In the room, door clicking shut, his hands tremble as he wrestles with the tie, in his haste accidentally tightening it before loosening it correctly. He likes women , he hastily reminds himself. And in fact even that is a stretch, because half the time he looks at women it is only because people expect him to. Just for show. Usually he needs more, some meaningful connection before he feels any true desire, which is why the little cat and mouse dance he thought he’d been doing with Ruth Penny was so new and exhilarating to him. Yes, his thing with Ruth , not Felix.
He could swear his shirt buttons have gotten smaller, or his fingers bigger, because they are painstakingly fiddly all of a sudden. And his mind can’t focus on them if he tries. Because alright, he did kiss Sid Carter when they were teenagers.

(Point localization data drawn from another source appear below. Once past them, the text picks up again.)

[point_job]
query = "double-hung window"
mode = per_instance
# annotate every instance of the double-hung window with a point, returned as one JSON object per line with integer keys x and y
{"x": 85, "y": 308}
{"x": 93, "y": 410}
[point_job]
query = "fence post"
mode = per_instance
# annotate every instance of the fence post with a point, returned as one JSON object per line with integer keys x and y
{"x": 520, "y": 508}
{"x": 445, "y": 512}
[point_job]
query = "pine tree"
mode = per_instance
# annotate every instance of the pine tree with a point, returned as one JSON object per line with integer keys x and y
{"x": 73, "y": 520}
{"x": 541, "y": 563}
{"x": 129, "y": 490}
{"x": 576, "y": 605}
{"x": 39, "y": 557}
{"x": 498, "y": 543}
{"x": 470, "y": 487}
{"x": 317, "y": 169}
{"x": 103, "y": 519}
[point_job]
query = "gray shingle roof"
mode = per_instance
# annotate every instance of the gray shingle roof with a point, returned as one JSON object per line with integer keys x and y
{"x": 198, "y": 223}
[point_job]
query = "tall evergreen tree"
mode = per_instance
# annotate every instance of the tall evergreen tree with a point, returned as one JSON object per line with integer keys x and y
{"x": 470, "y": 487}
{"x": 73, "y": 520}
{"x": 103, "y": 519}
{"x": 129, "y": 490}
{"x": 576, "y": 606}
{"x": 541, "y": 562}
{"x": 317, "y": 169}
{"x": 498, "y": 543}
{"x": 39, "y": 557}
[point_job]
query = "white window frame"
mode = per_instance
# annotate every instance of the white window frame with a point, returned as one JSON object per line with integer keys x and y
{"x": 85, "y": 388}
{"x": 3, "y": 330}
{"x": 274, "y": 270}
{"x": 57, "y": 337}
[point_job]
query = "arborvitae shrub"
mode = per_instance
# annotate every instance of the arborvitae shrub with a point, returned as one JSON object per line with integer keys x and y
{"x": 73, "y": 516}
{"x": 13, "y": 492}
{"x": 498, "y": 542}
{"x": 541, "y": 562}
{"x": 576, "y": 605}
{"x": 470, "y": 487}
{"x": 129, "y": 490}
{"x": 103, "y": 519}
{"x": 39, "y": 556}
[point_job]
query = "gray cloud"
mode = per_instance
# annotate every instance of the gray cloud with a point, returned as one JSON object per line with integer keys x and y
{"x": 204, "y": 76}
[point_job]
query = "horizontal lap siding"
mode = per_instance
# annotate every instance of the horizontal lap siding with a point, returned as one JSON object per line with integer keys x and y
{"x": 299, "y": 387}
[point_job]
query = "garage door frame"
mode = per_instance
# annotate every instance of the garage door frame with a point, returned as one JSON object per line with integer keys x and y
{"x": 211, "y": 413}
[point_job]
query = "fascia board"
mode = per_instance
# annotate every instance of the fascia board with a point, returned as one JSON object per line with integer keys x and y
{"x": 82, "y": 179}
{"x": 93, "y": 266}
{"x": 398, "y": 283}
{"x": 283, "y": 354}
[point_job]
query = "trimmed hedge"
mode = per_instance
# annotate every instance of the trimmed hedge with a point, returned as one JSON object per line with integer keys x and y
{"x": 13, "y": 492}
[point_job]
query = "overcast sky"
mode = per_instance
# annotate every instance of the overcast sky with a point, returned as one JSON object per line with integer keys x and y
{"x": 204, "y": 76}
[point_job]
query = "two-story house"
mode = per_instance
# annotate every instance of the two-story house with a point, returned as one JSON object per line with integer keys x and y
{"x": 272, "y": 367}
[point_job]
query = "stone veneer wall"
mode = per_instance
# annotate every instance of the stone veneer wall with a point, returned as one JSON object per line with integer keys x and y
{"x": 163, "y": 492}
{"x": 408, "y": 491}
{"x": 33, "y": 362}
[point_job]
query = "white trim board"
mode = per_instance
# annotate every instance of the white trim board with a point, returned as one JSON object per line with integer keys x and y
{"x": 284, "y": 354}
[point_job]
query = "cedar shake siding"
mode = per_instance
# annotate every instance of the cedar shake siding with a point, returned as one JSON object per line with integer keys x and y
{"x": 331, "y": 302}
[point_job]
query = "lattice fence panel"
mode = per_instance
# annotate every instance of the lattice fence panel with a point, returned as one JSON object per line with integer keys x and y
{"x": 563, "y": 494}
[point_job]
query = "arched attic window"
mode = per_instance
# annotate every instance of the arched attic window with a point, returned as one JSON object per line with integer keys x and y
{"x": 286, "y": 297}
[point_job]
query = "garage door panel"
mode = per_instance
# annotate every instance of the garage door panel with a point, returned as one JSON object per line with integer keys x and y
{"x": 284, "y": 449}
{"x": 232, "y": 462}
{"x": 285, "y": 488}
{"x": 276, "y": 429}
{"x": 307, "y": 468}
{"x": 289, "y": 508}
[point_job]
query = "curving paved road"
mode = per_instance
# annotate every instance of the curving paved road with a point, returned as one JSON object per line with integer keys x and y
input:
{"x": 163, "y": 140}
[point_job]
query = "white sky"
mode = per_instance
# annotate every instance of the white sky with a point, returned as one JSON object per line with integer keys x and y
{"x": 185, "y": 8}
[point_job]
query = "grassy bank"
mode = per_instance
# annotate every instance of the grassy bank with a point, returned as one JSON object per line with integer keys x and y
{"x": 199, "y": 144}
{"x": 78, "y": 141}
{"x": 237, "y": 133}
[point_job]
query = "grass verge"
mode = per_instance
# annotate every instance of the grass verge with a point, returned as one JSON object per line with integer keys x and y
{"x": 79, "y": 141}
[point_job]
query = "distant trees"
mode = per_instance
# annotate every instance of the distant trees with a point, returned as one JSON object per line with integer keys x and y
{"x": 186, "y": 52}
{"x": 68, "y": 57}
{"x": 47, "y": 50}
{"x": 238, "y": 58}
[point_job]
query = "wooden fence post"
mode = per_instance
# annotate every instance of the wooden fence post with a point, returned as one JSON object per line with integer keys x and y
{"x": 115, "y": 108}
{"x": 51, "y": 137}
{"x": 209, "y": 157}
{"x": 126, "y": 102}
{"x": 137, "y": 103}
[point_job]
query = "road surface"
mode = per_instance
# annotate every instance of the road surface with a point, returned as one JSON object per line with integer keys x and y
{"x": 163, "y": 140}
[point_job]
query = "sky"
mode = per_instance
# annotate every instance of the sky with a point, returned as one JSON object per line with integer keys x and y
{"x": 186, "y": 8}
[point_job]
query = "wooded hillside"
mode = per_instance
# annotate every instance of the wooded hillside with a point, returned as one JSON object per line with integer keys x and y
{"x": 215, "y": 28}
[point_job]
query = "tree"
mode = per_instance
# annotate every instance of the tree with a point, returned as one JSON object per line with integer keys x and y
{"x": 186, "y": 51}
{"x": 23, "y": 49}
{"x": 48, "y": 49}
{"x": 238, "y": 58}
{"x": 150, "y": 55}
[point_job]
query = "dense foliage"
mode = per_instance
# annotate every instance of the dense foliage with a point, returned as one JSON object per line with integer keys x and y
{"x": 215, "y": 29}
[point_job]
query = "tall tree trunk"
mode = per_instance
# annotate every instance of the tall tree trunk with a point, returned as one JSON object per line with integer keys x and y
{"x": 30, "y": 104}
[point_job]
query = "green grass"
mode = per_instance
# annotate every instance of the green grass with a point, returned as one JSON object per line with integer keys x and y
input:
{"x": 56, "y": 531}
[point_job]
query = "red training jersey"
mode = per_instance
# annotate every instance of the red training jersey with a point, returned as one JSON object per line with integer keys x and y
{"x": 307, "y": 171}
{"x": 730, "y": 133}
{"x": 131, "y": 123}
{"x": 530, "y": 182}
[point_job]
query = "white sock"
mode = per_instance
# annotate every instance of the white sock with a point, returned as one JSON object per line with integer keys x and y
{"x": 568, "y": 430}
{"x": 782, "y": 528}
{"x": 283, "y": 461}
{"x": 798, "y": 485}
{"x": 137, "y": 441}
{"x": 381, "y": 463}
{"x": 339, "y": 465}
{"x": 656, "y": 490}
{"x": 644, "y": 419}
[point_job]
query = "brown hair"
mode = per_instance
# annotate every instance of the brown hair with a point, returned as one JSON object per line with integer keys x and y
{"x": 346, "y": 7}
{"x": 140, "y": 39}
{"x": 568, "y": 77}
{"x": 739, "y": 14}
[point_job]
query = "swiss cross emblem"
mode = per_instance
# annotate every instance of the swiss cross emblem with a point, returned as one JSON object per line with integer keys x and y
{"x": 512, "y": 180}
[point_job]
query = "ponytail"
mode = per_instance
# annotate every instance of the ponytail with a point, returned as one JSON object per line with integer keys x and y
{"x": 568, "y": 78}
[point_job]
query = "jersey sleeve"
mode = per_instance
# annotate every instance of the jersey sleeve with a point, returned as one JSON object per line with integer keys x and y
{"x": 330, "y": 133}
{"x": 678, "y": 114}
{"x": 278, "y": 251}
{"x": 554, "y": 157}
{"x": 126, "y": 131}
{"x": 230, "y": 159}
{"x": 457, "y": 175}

Technically twice, but it was all part of the same incident, hiding in the shed at the bottom of Mr Walton’s garden, pressed close together. Sid leant in and kissed him quickly, just because he could. And he pulled back grinning, this bright, almost smug look and Sam only kissed him again just to wipe the look from his stupid face.
And sure Sid’s attraction extends to men. Sid’s attractions aren’t limited to arbitrary things like gender, or marital status or societal class (his words, sort of). But that doesn’t mean Sam’s the same. He isn’t. He really isn’t because Sid can like anyone and Sam… Sam really needs something meaningful first.
For women.
But when he’s finally undressed, and he’s clambering into his bed, his chest is still weighed down with something. A twisting, self-denying lie. And he doesn’t think of Ruth, he thinks of Felix, Felix and his bright smiles, Felix with his forehead against Sam’s clothes, Felix, and Sam’s need to be as close to him as possible. And he doesn’t know what to do with himself.